The Seiberg-Witten curve and differential for ${\cal N}=2$ supersymmetric SU(N) gauge theory, with a massive hypermultiplet in the adjoint representation of the gauge group, are analyzed in terms of the elliptic Calogero-Moser integrable system. A new parametrization for the Calogero-Moser spectral curves is found, which exhibits the classical vacuum expectation values of the scalar field of the gauge multiplet. The one-loop perturbative correction to the effective prepotential is evaluated explicitly, and found to agree with quantum field theory predictions. A renormalization group equation for the variation with respect to the coupling is derived for the effective prepotential, and may be evaluated in a weak coupling series using residue methods only. This gives a simple and efficient algorithm for the instanton corrections to the effective prepotential to any order.

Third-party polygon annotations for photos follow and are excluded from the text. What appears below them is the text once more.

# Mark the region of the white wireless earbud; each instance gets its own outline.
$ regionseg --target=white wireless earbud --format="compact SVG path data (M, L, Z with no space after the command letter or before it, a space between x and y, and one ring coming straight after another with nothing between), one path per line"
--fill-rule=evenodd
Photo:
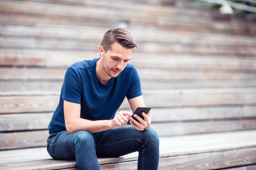
M103 60L103 55L102 55L102 54L103 54L103 51L101 52L101 59Z

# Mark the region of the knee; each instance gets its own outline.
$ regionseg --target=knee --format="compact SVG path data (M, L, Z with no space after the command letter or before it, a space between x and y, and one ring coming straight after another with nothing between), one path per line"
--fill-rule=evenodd
M89 144L94 145L94 138L92 135L86 131L79 131L71 133L73 135L73 142L75 144L83 144L87 145Z
M144 134L146 137L145 142L148 142L149 144L153 144L156 146L159 146L158 135L153 129L150 128Z

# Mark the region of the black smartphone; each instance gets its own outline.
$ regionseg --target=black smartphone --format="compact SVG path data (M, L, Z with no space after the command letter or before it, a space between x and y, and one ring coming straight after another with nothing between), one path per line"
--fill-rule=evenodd
M134 114L137 115L140 117L144 119L144 117L143 117L143 116L142 116L142 115L141 114L142 113L144 112L146 114L148 114L150 109L151 108L150 107L138 107L138 108L137 108L136 110L135 110L135 111L132 115L132 118L134 119L135 120L139 122L138 120L137 120L136 118L134 117L133 115ZM127 124L129 125L131 124L130 123L130 120L129 120L127 122Z

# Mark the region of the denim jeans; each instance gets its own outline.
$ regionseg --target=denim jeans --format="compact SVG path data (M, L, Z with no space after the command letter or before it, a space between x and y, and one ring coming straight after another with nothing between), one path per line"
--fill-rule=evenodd
M100 170L98 157L119 157L136 151L139 152L138 170L156 170L159 161L159 139L152 128L144 133L130 126L93 134L52 133L47 150L54 159L75 160L78 170Z

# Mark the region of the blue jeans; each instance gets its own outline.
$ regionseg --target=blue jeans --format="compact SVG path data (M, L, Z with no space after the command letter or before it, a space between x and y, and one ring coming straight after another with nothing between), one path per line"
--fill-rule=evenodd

The 1- and 2- instanton corrections are derived explicitly. Finally, it is shown that certain decoupling limits yield ${\cal N}=2$ supersymmetric theories for simple gauge groups $SU(N_1)$ with hypermultiplets in the fundamental representation, while others yield theories for product gauge groups $SU(N_1) \times ...\times SU(N_p)$, with hypermultiplets in fundamental and bi-fundamental representations. The spectral curves obtained this way for these models agree with the ones proposed by Witten using D-branes and M-theory.